This is the third post in Hashing – Online Classes.
Please check the previous articles Hashing in detail – Part One and Hashing in detail – Part Two. In the first two articles we established a better understanding of the data structure which can be used to store objects using hashing, we also learnt about handling collisions and chaining. In “Hashing in detail – Part Three” post we will extend the discussion and wrap up basic concepts of hashing.
Purpose of the article
In the article Hashing in detail – Part 3 we will learn another collision resolution method called Open Addressing and we will also discuss probing strategies in detail.
As we learnt about the linear chaining there is a need for a linked list and there is an advantage and a disadvantage of using it. The advantage is that your table never gets exhausted, because you add upon to the linked list when there is a collision, the disadvantage is that with growing sizes of various linked lists, it becomes tough to add/search elements.
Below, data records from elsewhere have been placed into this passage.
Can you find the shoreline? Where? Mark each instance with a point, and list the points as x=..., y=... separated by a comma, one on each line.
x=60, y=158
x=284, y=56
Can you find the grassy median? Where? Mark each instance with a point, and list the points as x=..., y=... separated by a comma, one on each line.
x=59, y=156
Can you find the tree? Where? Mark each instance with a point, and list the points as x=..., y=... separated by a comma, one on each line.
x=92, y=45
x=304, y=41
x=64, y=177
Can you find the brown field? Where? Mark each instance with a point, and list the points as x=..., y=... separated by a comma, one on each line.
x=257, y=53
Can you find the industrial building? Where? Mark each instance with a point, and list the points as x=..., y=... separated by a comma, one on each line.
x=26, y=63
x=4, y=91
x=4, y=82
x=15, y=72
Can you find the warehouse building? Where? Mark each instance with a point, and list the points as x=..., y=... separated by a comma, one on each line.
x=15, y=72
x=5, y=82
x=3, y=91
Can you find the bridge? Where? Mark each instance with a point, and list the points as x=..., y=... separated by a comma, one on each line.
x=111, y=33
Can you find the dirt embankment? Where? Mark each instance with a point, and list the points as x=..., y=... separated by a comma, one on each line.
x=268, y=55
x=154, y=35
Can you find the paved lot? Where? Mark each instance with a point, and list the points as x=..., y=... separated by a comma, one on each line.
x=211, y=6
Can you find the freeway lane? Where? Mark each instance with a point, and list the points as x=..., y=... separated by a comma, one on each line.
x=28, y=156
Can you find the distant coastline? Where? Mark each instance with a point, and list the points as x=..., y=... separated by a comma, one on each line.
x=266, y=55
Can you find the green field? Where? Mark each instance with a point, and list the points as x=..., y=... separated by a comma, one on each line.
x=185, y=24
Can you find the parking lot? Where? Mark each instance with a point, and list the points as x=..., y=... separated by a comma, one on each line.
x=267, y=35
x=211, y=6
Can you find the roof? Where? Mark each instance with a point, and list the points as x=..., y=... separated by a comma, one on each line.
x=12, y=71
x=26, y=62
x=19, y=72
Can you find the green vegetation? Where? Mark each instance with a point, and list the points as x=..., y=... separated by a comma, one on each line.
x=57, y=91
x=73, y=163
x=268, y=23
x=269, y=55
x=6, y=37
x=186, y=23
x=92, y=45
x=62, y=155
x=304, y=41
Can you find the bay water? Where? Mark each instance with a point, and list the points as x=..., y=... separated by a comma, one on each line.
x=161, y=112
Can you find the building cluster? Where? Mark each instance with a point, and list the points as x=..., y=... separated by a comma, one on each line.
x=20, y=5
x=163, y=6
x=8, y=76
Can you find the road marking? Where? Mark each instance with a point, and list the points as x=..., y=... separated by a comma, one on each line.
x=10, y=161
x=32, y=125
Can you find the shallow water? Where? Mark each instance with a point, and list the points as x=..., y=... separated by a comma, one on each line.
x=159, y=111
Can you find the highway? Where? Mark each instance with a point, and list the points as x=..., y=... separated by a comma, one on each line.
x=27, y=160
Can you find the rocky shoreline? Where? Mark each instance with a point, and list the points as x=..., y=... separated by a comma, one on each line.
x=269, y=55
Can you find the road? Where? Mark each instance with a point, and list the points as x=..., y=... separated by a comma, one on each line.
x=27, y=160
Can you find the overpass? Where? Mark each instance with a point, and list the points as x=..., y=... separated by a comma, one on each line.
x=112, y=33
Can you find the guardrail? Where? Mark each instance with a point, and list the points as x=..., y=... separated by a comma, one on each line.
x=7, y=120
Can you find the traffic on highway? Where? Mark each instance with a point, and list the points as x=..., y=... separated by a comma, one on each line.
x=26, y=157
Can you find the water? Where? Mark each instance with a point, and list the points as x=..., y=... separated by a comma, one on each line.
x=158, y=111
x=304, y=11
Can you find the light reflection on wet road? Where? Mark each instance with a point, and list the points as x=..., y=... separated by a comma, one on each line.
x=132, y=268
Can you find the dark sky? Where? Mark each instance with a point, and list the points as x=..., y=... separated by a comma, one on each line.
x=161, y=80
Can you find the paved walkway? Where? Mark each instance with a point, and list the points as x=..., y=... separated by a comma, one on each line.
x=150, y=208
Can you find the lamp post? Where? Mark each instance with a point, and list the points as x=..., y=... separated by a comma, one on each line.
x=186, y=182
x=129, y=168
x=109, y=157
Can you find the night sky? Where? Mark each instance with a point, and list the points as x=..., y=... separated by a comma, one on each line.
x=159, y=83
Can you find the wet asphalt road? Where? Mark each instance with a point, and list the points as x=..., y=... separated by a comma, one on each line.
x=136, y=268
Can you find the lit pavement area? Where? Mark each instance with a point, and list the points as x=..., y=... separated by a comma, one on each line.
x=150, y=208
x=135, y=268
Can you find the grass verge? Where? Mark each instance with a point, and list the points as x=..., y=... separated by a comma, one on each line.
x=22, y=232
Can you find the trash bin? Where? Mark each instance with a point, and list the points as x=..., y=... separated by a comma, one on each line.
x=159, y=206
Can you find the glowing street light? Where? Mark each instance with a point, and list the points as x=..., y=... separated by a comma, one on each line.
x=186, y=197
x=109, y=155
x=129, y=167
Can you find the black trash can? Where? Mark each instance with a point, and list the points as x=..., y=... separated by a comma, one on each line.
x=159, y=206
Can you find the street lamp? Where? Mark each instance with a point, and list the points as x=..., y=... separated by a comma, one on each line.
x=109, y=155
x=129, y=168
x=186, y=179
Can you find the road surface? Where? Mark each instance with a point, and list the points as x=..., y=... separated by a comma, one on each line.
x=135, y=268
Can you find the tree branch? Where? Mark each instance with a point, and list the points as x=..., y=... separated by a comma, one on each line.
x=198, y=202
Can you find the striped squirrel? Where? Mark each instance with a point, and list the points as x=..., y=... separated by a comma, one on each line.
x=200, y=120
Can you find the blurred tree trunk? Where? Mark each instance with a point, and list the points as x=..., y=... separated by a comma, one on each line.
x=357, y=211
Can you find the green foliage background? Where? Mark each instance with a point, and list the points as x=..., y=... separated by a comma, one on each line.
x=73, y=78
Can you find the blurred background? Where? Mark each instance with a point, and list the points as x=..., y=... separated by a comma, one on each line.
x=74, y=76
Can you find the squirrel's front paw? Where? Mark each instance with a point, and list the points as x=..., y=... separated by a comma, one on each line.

Hence, we look for a better option called Open Addressing, in this technique we would not store the objects in the linked list. If the hash function generates a hash code which maps to a already occupied slot then we hash it with a different function, and keep doing this until we get a vacant slot.
Also, few may argue that even this is a cumbersome and ineffective way, I agree, it may prove to be in-effective only if we do not put a check on , the number of times we have to re-calculate a new hash to insert one object. To make it a effective method, it is generally considered good to allow a maximum of four or five re-calculations. If still we meet a collision, we must stop and re-hash the whole table.
Procedure for Open Addressing
The procedure is very simple, we probe the table systematically until we find a vacant slot, it would be better if I explain it with an example.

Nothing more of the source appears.